Cherrier added that in addition to the imminent research that her group will be doing at the test bed site—including that of Ph.D. student Nia Rene, M.S. student Paige Rushing, and undergraduate student Sarah Maria Dos Santos—the project will serve as a place for interdisciplinary research for not only the campus but the entire CUNY family and affiliated collaborators, the surrounding community, and the region to help educate and partner with them on issues related to stormwater and climate resiliency.

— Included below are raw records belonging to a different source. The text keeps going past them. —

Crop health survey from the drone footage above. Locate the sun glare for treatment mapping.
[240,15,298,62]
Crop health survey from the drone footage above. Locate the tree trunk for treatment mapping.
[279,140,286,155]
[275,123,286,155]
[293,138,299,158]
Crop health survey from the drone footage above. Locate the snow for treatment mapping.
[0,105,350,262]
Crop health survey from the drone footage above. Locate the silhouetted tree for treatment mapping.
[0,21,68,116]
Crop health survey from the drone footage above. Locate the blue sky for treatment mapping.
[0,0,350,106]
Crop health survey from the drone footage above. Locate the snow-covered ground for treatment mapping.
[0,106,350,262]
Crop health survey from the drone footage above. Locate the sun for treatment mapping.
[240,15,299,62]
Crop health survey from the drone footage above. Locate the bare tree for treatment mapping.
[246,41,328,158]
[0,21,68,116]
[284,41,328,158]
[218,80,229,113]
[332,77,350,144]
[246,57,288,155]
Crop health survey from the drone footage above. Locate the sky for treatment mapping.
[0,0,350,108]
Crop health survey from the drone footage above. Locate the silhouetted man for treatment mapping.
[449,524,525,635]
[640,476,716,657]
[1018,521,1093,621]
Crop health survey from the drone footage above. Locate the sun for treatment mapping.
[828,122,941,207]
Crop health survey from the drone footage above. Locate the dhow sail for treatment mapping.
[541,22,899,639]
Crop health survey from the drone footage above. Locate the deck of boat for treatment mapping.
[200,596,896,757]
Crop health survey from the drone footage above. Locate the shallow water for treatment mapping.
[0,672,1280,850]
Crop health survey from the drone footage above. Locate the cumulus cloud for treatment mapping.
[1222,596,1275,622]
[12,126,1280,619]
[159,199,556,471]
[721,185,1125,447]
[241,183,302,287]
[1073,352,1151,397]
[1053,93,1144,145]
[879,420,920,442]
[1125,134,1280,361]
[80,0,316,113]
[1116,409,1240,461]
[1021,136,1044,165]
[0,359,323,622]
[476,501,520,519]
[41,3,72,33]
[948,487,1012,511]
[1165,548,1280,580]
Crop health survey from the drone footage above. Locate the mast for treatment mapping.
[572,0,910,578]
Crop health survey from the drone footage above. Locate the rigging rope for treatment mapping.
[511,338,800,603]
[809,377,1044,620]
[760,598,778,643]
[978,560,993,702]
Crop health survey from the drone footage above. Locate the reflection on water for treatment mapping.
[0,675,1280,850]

“While I was proud to lead the effort, I cannot thank Carrie Sadovnik, Director of Environmental Health and Safety and Sustainability, her staff, my graduate student Paige, the Facilities team, as well as other Brooklyn College and CUNY faculty, staff, and students enough for coming together this past month to help make this happen,” Cherrier said. “I am also indebted to the Brooklyn College administration for their long-term support of this project as well as to my colleagues at Florida A&M University for their collaborative support and contributions to ecoWEIR throughout the years and, finally, I’m thankful for initial funding for this work provided by the National Oceanic and Atmospheric Administration.”
Rushing, an earth and environmental sciences graduate student, participated in the gardening of the green space event. Rushing has been analyzing the ecoWEIR system for her master’s thesis which explores the effects of nutrient concentrations in stormwater runoff and discovering how effective the system is as a nature-based solution for stormwater management.
“This planting event was one of the final stages in completing the installation. We planted hundreds of native perennials and have been working over the past month to fill the excavated site,” Rushing said. “Getting the system in the ground was a large task and rigorous, so it’s great that we had [Brooklyn College] facilities personnel and volunteers to help with the planting and all the other stages of the installation process. There is still more to learn through the research that will be conducted in this space.”
Rushing is looking forward to watching the garden grow and is optimistic about the future of the green space.
“I’m excited to watch the garden grow throughout the next year and to work on it because I enjoy being outside in nature. I feel optimistic about future research that will happen in this new green space.”